Горожане приходили поглядеть на прокаженного. Окружив забор, они затаивали дыхание, словно заглядывали после тяжелого подъема в кратер вулкана. Они бледнели, словно уже услышали грозный гул в глубине земли. Жизнь за забором казалась им исполненной тайны. Но тайны в ней не было.
– Не тешь себя иллюзиями, – сказал отец, – не выдумывай прокаженному бессонных ночей, отчаяния и рук, заломленных в бессильной ярости против самого себя, Господа и всех людей на свете. Он – неучастие, и с каждым днем все дальше и дальше от нас. Что связывает его с людьми? Глаза ему затянула пелена гноя, бессильные руки повисли плетьми. Городской шум для него – шум проезжающей неведомо где телеги. Жизнь – не слишком понятное зрелище. А что такое зрелище, спектакль? Пустяк, он ничего не стоит. Живит только то, что переделывает тебя. Нельзя жить, превратившись в склад с мертвым грузом. Мог бы жить и прокаженный, подвози он на лошади камни для постройки храма. Но нет, этого снабдили всем.
Со временем вошло в обычай навещать прокаженного каждый день, сострадать ему и через забор, отгородивший его от мира, перекидывать ему приношения. Он стал божком, ему служили, его украшали и одевали, кормили лучшими яствами. В праздник чествовали музыкой. И все же он оставался нищим. Нуждался во всех, но никто не нуждался в нем. Все у него было, кроме того, чем он мог бы поделиться.
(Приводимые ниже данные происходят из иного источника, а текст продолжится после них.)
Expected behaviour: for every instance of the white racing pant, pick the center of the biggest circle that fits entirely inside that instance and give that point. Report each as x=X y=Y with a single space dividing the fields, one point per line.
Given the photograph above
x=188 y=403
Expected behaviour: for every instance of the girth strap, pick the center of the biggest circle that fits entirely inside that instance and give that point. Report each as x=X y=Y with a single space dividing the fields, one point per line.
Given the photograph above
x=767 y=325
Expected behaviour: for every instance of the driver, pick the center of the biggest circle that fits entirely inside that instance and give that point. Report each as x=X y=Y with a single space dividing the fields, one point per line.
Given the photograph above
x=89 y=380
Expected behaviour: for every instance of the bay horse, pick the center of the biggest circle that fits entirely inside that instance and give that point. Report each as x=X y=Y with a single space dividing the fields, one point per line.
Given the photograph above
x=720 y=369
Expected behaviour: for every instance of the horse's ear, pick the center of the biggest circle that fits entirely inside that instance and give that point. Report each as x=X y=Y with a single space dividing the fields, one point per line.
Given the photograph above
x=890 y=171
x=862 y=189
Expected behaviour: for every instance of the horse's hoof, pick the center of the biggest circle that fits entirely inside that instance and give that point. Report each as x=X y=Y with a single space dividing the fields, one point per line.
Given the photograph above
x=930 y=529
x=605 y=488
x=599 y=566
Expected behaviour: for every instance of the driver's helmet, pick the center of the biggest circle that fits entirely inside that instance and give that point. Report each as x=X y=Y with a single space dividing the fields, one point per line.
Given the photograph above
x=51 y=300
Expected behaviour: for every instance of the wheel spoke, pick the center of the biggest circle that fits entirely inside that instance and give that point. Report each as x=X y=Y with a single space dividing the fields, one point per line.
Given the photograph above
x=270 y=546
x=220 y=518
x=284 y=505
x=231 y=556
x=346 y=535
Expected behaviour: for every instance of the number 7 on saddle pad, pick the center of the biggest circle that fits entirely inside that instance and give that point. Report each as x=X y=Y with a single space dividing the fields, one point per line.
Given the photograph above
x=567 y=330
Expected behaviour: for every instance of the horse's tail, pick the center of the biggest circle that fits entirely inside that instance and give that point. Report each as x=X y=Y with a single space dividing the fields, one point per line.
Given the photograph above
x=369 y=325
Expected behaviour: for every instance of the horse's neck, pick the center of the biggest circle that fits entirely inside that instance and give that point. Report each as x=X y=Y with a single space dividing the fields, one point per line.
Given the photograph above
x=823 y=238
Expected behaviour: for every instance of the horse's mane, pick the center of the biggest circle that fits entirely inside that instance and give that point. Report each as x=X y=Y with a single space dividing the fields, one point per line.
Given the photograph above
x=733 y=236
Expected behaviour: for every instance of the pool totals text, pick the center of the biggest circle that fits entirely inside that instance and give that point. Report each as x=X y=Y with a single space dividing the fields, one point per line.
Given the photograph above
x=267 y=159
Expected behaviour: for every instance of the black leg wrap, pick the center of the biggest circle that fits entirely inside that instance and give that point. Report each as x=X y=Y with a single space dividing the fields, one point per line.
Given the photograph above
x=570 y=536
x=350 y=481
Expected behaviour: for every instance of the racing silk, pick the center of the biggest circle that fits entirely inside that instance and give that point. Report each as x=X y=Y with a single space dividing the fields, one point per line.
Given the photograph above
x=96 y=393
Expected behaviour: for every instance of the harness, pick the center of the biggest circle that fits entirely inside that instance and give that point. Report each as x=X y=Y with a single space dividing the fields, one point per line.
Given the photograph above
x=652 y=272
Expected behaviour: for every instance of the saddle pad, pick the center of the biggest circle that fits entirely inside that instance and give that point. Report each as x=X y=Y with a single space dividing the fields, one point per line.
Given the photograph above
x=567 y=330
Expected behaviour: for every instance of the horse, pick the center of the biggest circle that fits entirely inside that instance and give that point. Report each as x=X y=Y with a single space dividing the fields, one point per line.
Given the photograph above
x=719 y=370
– Ты видел деревянных идолов, – сказал отец, – они тоже обвешаны дарами. Перед ними возжигают свечи, им кадят дымом жертвоприношений, украшают драгоценностями. Но поверь, преображаются и растут люди, жертвуя своему божеству золотые браслеты, драгоценные каменья, – деревянный идол пребывает деревом. Он не может переродиться. Дерево живет, преображая землю в цветы.
Я смотрел на прокаженного, он вышел из лачуги и обвел толпу незрячим, тусклым взглядом. Говор собравшейся толпы мог бы польстить ему, но для него он значил не больше дальнего шума волн. Он находился вне досягаемости. Нас ничего не связывало друг с другом. И если кто-то в толпе громко жалел его, взгляд прокаженного туманился презрением… Изгой. Его воротило от игры, где все понарошку. Что за жалость, если не берут на руки и не баюкают? Ведь по-настоящему он для нас не существовал. И когда в нем просыпался вдруг животный инстинкт, и он загорался яростью в раздражении на толпу, что глазела на него, как на ярмарочную забаву, – яростью, по существу поверхностной, ибо мы не были частью его жизни, как дети вокруг пруда, где едва шевелится одиночка карп, – его ярость не задевала нас. Бессильная ярость. Ярость не способная нанести удар, швыряющая на ветер пустоту слов. Мне показалось: взяв на себя его пропитание, мы его ограбили.